# Hendre Spar Calcite/spar mine



## mistericeman (May 6, 2014)

Being mightily bored on Saturday after spending several hours removing a busted gearbox out of my trusty...ish
1971 Landrover,
I called the troops and Myself and the Mrs headed off to Hendre spar mine in Norf Wales ...
First visit AND boy were we about to be impressed .

Be aware if you are not keen on ladders this probably isnt a trip for you ...IF you dont mind ladders it's a small but perfectly formed explore with a nice sprinkle of epicness .

Plenty of history out there on Hendre as it only closed in 1981 employing @7 men extracting spar and calcite for use in the manufacture of everything from steel to toothpaste and refrigerants .

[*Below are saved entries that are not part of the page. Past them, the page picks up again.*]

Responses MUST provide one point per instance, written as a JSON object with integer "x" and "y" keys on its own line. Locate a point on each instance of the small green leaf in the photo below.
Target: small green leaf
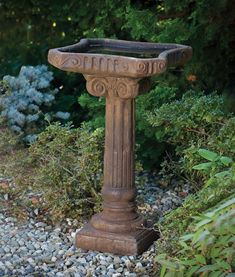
{"x": 203, "y": 166}
{"x": 208, "y": 155}
{"x": 163, "y": 271}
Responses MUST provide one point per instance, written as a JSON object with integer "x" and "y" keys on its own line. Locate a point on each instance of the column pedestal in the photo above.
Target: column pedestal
{"x": 118, "y": 228}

Stunning in there AND some plenty big chamberage


----------



## flyboys90 (May 6, 2014)

Amazing climb down to the lower levels!cracking photos thanks for sharing.


----------



## oldscrote (May 7, 2014)

That's a very big and very impressive hole,loved the cave pearls.Thanks for sharing


----------



## mistericeman (May 8, 2014)

Cheers guys ....

It was a great day out (Well more like half a day) ...Finding that your local shop has flogged you two packs of duff batteries that morning for your camera was a tad upsetting to be honest ....
mind least id got some shots on the way to the bottom .


----------



## Onmyown (May 13, 2014)

Fantastic location and some great shots,thanks for sharing


----------